RAMALLAH: Prime Minister Mohammed Shtayyeh today discussed during a meeting with the new United Nations Humanitarian and Reconstruction Coordinator for Gaza, Sigrid Kaag, the need to enhance aid access to the Gaza Strip.
During a meeting in Ramallah, Shtayyeh called on the United Nations to put pressure on Israel to open all crossings to deliver adequate relief aid, stressing that the quality of aid is more important than the number of trucks, affirming the need to not only limit aid entry through the Rafah crossing with Egypt.
He also called for enabling the National Authority to transfer aid and medicine directly from the West Bank to Gaza, affirming the necessity of immediate action to restore electricity and water to Gaza.
Shtayyeh praised efforts made by the United Nations teams to document the crimes of the occupation and the boldness of the Secretary-General in criticizing these crimes, calling for intensifying international intervention to stop the aggression and the war crimes committed by Israel
against the Palestinian people in the Gaza Strip and the West Bank, including the killings, detentions, destruction, starvation and forced displacement.
The Prime Minister stressed that alongside the genocide that Israel is committing against the Palestinian people, it is practicing actions beyond reoccupying the West Bank; through the comprehensive destruction of refugee camps and all areas during daily incursions, the killing of hundreds of young men, establishment of colonial outposts, seizure of lands, demolition of facilities and the intensification of military checkpoints.
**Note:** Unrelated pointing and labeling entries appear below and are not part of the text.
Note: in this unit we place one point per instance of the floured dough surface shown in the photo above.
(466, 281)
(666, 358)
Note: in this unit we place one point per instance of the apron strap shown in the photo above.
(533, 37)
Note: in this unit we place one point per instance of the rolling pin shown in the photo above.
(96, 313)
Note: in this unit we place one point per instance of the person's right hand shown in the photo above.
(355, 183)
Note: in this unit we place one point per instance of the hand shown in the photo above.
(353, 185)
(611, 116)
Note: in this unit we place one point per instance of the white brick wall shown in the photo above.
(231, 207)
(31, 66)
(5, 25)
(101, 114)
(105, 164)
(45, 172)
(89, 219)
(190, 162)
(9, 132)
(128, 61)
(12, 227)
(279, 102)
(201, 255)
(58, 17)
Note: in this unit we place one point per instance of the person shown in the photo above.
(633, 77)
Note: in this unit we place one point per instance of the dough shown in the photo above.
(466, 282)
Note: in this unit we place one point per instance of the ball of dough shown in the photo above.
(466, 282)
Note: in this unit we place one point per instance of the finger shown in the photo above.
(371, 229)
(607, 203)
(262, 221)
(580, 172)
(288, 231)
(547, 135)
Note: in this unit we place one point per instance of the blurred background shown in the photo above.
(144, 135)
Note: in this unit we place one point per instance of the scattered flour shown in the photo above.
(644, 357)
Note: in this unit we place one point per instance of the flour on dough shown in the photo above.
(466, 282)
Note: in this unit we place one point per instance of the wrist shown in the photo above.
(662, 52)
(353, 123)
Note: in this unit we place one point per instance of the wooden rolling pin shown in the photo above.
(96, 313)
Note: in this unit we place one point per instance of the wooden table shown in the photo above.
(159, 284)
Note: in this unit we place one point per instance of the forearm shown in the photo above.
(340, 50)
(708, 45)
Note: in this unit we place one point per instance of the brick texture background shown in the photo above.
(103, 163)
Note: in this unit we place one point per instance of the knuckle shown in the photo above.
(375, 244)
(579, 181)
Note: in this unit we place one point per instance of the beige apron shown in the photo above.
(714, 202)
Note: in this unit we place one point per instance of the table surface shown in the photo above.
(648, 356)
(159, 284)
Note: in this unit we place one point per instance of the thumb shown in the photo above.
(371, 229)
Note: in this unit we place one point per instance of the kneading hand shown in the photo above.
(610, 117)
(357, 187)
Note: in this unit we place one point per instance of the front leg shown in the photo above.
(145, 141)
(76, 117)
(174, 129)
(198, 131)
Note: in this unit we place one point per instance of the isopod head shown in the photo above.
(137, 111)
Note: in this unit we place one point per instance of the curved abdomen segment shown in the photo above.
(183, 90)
He slammed these Israeli measures as part of the overarching aim of Israeli Prime Minister Benjamin Netanyahu, which is to destroy the possibility of establishing a Palestinian state.
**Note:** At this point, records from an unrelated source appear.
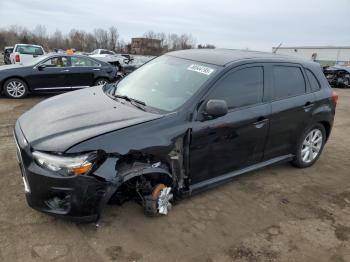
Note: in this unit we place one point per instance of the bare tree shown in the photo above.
(101, 36)
(113, 37)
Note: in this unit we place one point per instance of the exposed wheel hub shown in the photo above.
(312, 145)
(164, 198)
(15, 89)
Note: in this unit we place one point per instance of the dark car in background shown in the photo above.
(55, 73)
(6, 53)
(338, 76)
(183, 122)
Regarding post-war plans for Gaza, he stressed that they must include all Palestinian territories in the Gaza Strip and the West Bank, including Jerusalem. ‘The plans must have a political horizon and practical steps to implement the two-state solutio
n on the ground, recognize the State of Palestine and embody its establishment on the 1967 borders.’
The next day after the war will carry many challenges, most notably dealing with the catastrophic humanitarian situation and massive destruction, which require an international effort and a political framework to complete the reconstruction process and ensure that the aggression will not be repeated, Shtayyeh affirmed.